Sam was pleased, thinking Frodo the wisest person he knew (with the exceptions of Bilbo and Gandalf). Gollum, however, was undone and it was long before any intelligible words came out of him. At last he told them of the way to the secret passage: far South of where they now stood. They would have to pass an old tower, now in the hands of Sauron; Gollum called it the Tower of the Moon. "'That would be Minas Ithil that Isildur the son of Elendil built,' said Frodo" (p. 249, The Two Towers). Gollum shuddered as he told of the Silent Watchers at the tower and how they would have to go past them to find a stair that went up and up until it came, and at this Gollum's voice fell, to Gorgoroth.

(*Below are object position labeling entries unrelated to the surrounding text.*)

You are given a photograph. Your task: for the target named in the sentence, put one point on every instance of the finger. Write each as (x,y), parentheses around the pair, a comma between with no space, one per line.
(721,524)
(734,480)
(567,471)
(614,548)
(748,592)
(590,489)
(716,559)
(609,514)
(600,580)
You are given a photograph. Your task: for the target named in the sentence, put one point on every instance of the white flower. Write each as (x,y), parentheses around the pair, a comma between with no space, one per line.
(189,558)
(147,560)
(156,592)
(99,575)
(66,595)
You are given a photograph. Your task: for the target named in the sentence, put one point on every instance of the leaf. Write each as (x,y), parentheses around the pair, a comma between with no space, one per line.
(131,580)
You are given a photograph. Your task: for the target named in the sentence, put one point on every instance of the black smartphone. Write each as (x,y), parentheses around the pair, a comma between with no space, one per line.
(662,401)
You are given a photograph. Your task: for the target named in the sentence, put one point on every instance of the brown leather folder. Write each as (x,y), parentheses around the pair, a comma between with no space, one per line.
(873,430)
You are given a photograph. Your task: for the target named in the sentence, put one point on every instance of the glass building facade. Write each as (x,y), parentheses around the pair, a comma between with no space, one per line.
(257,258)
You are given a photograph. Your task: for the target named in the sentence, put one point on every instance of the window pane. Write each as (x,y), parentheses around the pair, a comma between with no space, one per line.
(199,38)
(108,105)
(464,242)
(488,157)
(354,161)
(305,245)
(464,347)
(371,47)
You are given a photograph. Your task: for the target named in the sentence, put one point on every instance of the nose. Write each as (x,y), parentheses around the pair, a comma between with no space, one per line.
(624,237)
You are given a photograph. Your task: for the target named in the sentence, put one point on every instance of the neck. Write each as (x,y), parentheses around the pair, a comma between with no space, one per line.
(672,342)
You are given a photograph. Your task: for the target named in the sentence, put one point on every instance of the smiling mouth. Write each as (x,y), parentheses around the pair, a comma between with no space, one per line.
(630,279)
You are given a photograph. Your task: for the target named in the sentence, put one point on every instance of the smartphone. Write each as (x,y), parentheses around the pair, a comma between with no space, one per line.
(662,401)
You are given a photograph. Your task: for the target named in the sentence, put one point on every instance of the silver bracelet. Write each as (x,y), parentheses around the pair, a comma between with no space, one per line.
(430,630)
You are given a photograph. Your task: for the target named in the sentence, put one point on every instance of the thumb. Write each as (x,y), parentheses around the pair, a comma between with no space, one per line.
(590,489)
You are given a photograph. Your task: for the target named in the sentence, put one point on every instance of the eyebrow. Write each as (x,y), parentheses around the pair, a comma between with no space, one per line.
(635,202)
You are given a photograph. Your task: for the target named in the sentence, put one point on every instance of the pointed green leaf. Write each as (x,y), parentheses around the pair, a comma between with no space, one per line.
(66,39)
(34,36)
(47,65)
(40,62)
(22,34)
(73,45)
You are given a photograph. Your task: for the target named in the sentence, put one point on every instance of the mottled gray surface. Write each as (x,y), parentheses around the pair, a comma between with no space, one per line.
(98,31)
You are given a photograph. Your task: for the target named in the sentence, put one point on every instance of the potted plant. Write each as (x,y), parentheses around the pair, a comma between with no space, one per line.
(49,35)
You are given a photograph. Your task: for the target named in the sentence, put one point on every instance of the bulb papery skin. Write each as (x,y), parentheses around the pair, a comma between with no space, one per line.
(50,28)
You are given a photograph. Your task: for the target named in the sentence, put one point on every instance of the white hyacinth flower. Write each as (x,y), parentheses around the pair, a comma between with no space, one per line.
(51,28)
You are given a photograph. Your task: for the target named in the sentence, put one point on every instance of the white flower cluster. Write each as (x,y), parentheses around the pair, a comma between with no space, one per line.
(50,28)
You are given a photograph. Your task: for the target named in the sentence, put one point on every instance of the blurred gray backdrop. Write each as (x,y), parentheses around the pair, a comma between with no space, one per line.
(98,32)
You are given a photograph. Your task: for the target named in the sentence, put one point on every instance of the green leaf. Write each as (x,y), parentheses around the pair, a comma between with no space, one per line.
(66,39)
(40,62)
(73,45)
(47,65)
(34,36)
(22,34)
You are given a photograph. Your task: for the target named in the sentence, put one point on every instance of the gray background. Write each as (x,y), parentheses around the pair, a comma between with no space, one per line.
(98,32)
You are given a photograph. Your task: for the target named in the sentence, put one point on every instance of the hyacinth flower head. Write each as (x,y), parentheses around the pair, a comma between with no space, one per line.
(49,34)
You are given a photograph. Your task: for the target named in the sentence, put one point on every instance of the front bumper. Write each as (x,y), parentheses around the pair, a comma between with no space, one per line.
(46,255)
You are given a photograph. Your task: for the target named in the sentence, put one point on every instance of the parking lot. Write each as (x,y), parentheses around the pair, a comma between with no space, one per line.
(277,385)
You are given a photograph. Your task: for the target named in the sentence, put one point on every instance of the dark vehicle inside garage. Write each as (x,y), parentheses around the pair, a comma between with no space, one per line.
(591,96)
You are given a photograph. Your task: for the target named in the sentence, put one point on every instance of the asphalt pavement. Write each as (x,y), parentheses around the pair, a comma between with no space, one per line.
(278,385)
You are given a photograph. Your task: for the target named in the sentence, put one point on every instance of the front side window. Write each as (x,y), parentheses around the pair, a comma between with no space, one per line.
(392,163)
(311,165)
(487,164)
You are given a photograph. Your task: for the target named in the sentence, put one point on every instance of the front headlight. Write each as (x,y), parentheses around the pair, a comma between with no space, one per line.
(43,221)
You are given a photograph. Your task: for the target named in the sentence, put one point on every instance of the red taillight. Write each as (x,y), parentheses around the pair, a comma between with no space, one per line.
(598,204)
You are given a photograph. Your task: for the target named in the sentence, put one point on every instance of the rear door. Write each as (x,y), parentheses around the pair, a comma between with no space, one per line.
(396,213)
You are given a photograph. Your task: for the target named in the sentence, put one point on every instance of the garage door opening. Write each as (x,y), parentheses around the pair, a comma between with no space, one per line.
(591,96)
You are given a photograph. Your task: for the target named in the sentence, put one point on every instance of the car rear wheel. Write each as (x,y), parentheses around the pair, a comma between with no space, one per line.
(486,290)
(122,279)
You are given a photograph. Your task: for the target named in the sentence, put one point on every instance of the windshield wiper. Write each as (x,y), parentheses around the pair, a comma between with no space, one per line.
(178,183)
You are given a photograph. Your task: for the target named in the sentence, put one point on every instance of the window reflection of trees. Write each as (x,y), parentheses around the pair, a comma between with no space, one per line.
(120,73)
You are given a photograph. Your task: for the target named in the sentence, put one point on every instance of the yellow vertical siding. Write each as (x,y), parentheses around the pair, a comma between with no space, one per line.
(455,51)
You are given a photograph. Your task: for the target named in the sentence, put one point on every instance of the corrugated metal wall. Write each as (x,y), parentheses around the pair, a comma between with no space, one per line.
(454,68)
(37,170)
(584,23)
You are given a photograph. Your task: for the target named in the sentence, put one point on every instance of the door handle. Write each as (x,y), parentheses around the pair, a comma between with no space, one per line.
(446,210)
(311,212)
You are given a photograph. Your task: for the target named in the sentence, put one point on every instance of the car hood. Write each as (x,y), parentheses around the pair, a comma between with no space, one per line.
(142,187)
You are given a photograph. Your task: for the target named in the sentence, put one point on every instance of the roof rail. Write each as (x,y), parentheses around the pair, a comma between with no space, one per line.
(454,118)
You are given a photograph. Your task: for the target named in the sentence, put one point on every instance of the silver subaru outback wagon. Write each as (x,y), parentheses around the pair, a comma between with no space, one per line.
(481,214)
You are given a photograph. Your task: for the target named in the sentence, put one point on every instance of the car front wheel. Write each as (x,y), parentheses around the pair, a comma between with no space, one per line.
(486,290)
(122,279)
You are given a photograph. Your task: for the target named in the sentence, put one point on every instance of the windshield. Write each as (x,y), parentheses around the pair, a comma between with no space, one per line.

Sam was unconvinced. Why should they travel so far out of their way to only end up in the same position they were in now? Gollum assured them that this was the only way; for while not unwatched the Eye of Sauron seldom turned there. An attack on his vast land of Mordor could only come form where they now stood: the Black Gate. The two hobbits pressed Gollum for more information; but he was in a bad mood for nobody told him why they must go to Mordor at all. Gollum promised he had found the passage on his own, though he could not be sure it was still there. He spoke of a dark tunnel but would not answer questions about whether it was guarded. Frodo pushed one last time saying Aragorn thought Gollum had been let out of Mordor rather than escaped but at that name Gollum shut down completely. Frodo sat for a long while to think over his options.